Like the SAT, college rankings skew to the rich. “Rankings are pernicious. The US News & World Report ranking is a proxy for wealth. Either the wealth of the institution or the wealth of the student body,” says Mandery. He calls social mobility metrics complete nonsense because they don’t reward schools for admitting high numbers of socio-economically disadvantaged students. “What it’s basically doing is looking at the difference in the graduation rate between the rich students you admit and the socio-economically disadvantaged students you admit. By that logic, I can let in one (socio-economically disadvantaged) student, and as long as he graduates, I excelled on that metric,” says Mandery. “It’s hard to find something that’s been more destructive to equity of access than those US News rankings.

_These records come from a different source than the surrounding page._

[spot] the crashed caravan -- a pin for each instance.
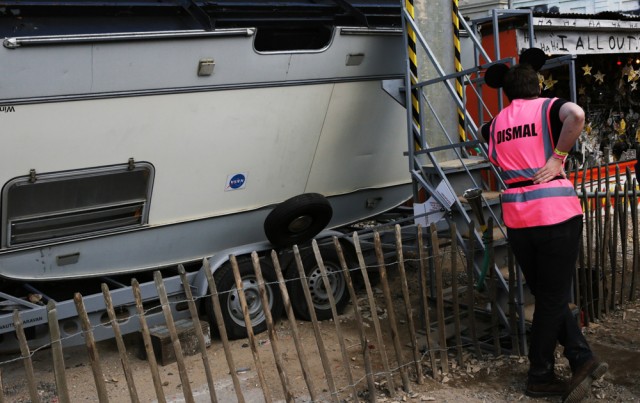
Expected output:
(136, 135)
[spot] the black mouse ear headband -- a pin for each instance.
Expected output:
(494, 76)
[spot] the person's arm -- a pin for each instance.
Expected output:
(572, 118)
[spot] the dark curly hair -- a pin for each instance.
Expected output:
(521, 81)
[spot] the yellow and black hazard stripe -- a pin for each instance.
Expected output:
(458, 66)
(413, 70)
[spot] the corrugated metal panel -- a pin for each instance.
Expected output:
(579, 6)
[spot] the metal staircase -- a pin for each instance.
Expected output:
(469, 169)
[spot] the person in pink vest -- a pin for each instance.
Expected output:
(529, 141)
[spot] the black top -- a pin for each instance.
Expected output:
(554, 115)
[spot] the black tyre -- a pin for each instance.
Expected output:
(297, 220)
(319, 294)
(231, 307)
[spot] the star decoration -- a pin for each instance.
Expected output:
(549, 82)
(599, 77)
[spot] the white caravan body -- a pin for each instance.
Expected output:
(126, 149)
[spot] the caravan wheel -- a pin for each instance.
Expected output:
(315, 284)
(298, 219)
(231, 307)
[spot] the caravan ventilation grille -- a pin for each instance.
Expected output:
(74, 223)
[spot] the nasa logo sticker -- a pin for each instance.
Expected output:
(236, 181)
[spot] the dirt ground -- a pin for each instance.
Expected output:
(616, 339)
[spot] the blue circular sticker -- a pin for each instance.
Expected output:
(237, 181)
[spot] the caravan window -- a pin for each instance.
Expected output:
(282, 39)
(49, 207)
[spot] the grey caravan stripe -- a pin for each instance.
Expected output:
(565, 191)
(190, 89)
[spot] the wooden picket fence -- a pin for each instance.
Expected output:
(414, 339)
(608, 264)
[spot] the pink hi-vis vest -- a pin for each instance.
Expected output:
(520, 144)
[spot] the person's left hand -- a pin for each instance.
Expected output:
(554, 167)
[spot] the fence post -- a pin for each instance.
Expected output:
(26, 357)
(175, 341)
(56, 353)
(92, 349)
(306, 372)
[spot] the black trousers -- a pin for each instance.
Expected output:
(547, 256)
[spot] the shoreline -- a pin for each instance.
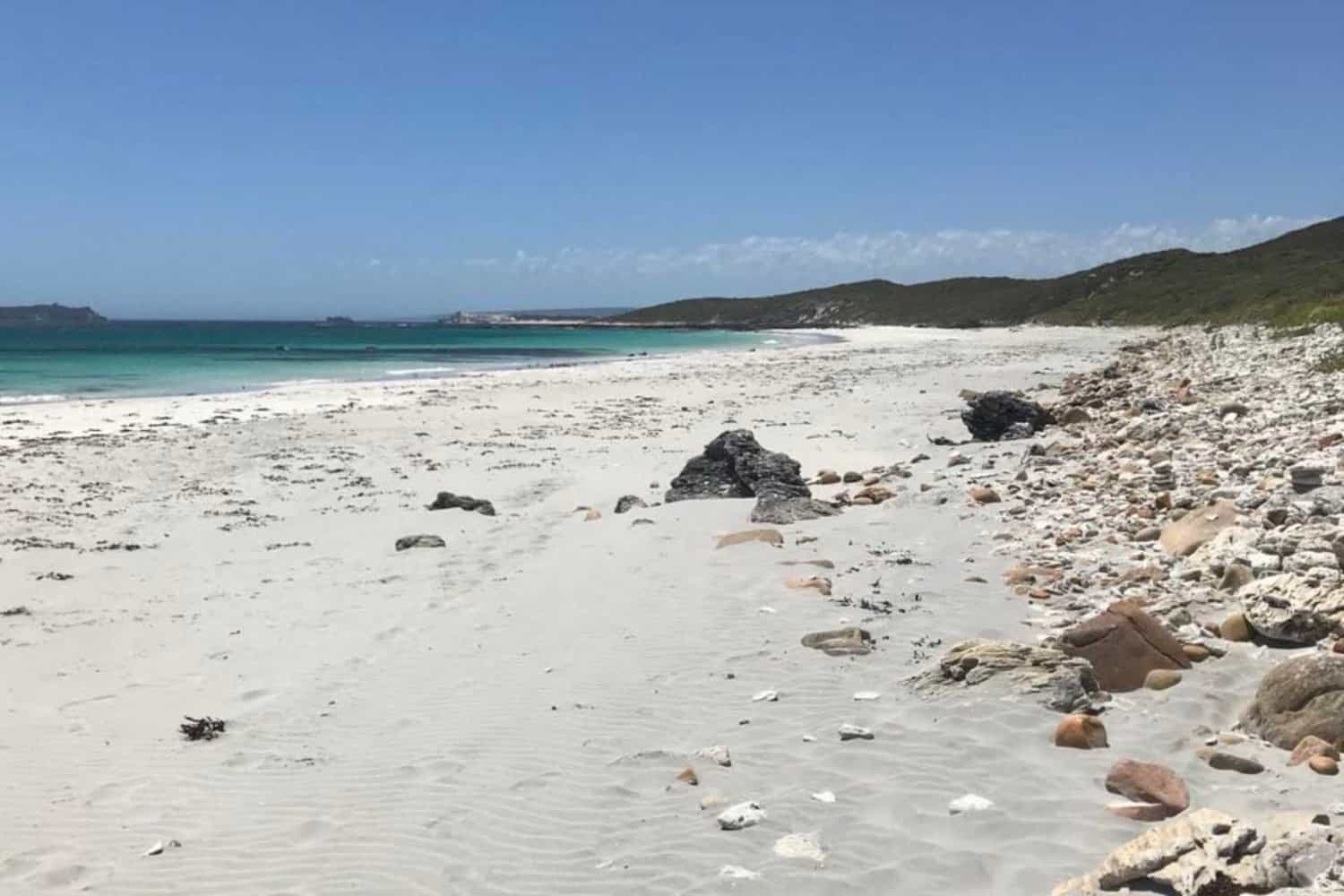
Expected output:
(550, 673)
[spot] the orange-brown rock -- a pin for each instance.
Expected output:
(1124, 643)
(1312, 745)
(1147, 782)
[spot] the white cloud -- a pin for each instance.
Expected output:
(895, 254)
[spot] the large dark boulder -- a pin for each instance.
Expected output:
(1124, 643)
(997, 416)
(787, 511)
(1298, 697)
(736, 466)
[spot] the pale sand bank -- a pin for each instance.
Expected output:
(508, 715)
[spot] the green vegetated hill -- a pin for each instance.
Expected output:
(1295, 279)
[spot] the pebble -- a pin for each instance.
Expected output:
(801, 845)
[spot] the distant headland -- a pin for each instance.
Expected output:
(42, 316)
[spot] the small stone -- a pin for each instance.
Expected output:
(970, 802)
(1312, 745)
(1081, 732)
(1236, 627)
(1161, 678)
(855, 732)
(741, 815)
(800, 847)
(1324, 764)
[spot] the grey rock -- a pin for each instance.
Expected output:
(999, 414)
(736, 466)
(781, 511)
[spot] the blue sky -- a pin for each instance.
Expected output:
(392, 159)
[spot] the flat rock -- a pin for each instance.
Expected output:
(1293, 607)
(1064, 684)
(999, 414)
(1298, 697)
(741, 815)
(1124, 643)
(1148, 782)
(734, 465)
(784, 511)
(1185, 535)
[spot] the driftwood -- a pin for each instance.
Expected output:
(203, 728)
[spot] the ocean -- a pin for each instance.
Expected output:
(177, 358)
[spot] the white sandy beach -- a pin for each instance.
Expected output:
(508, 715)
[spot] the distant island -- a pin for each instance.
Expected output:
(1296, 279)
(45, 316)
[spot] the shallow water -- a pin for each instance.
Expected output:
(167, 358)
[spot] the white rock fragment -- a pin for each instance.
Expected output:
(719, 754)
(970, 802)
(806, 845)
(851, 732)
(741, 815)
(738, 872)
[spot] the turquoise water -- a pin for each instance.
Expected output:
(155, 358)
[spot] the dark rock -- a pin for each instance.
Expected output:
(1124, 643)
(784, 511)
(736, 466)
(996, 416)
(448, 501)
(408, 541)
(629, 503)
(1298, 697)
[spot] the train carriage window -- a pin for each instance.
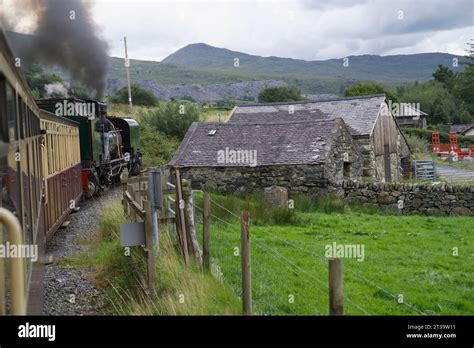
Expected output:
(23, 121)
(11, 113)
(3, 110)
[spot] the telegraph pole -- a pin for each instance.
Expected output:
(127, 66)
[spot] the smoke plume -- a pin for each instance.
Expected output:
(57, 90)
(66, 36)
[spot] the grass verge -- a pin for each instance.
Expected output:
(179, 290)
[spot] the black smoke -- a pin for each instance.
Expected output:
(66, 36)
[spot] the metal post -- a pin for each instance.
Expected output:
(154, 196)
(17, 271)
(205, 232)
(336, 294)
(127, 66)
(245, 255)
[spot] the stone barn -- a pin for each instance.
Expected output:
(300, 156)
(369, 119)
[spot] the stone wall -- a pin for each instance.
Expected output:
(232, 180)
(410, 198)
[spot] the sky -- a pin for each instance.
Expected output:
(300, 29)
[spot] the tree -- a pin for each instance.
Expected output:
(140, 96)
(172, 118)
(464, 88)
(369, 88)
(280, 94)
(443, 75)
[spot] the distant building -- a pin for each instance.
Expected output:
(300, 156)
(369, 119)
(409, 115)
(463, 129)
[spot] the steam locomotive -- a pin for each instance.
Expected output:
(108, 144)
(52, 153)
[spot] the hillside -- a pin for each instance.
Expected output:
(365, 67)
(204, 72)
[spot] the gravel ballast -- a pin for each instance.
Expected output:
(67, 291)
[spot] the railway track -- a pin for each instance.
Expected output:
(68, 291)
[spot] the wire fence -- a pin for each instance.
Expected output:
(284, 282)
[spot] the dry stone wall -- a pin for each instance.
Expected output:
(429, 199)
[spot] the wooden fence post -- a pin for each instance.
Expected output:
(191, 235)
(245, 255)
(206, 259)
(149, 250)
(180, 217)
(336, 294)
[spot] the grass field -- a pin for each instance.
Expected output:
(180, 289)
(411, 256)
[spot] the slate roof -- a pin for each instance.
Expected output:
(275, 143)
(359, 113)
(461, 128)
(408, 110)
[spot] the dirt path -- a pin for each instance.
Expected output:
(67, 291)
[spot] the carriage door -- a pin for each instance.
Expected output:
(386, 163)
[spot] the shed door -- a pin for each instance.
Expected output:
(386, 163)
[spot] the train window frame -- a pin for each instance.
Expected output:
(3, 111)
(10, 97)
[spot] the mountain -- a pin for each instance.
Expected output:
(204, 72)
(365, 67)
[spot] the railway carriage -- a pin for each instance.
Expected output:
(39, 184)
(108, 145)
(61, 169)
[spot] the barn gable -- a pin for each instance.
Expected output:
(359, 113)
(303, 157)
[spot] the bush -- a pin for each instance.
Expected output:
(140, 96)
(172, 118)
(157, 148)
(369, 88)
(280, 94)
(425, 134)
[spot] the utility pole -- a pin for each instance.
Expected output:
(127, 66)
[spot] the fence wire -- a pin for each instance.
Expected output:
(271, 295)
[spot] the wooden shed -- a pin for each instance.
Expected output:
(369, 120)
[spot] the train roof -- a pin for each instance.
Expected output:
(46, 115)
(13, 73)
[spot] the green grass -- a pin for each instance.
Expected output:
(180, 290)
(405, 255)
(210, 114)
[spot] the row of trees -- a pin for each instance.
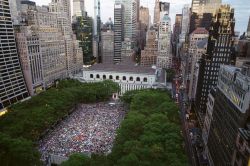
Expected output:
(149, 135)
(26, 122)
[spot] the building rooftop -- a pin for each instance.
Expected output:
(126, 68)
(202, 43)
(245, 133)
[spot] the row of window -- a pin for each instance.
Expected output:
(124, 78)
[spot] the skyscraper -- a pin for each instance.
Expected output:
(97, 30)
(144, 16)
(164, 59)
(219, 51)
(83, 29)
(62, 9)
(201, 13)
(176, 33)
(118, 31)
(229, 111)
(144, 25)
(150, 52)
(78, 8)
(161, 8)
(41, 48)
(184, 23)
(248, 28)
(130, 19)
(157, 12)
(107, 46)
(12, 84)
(197, 47)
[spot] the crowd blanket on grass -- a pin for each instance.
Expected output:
(150, 134)
(26, 122)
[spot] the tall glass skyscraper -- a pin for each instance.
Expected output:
(12, 84)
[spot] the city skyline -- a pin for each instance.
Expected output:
(241, 9)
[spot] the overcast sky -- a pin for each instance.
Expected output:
(242, 9)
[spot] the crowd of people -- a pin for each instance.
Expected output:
(91, 128)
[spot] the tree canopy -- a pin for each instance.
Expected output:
(149, 135)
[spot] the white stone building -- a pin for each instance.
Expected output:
(197, 47)
(129, 77)
(164, 59)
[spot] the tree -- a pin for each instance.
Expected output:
(18, 150)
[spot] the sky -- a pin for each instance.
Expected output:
(242, 11)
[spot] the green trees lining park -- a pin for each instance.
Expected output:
(149, 134)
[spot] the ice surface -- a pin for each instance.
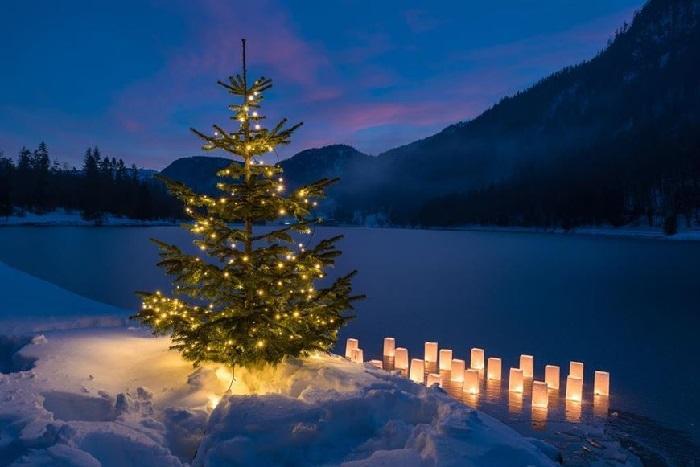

They’re horrible,” says Mandery.

Pathways for the Wealthy

Forty-three percent of the white students at Harvard are either a recruited athlete, a legacy, a child of a donor, or a child of a faculty member (ALDC). “In terms of admission rates, being an ALDC improves your chances by an order of magnitude. Harvard’s insistence on preserving these pathways did enormous damage to its position on affirmative action and, I would say, doomed affirmative action,” says Mandery. The Supreme Court ruled that diversity is a legitimate goal and schools using a race-conscious policy must ensure the policy is narrowly tailored. “If you can achieve it by race-neutral means, you’re supposed to do that as opposed to explicitly using race. Harvard could have done that. Harvard could have ended ALDC preferences,” says Mandery.

There is no one-size-fits-all solution to getting more low-income students and students of color into America’s elite schools. “These colleges need to eliminate inequality in America to do significant good,” says Mandery. He’s optimistic, though. Elite colleges are populated by incredibly smart people, and if they put their minds and resources toward the problem, they can come up with creative ways to increase access. He’s disappointed, however, that no elite college has stated an explicit goal or established a threshold for socio-economic diversity. “They’re all committed to a vague goal of diversity which only means they are not explicitly racist or classist,” says Mandery. “They talk about diversity with such a level of vagueness, it has no meaning or policy implications.”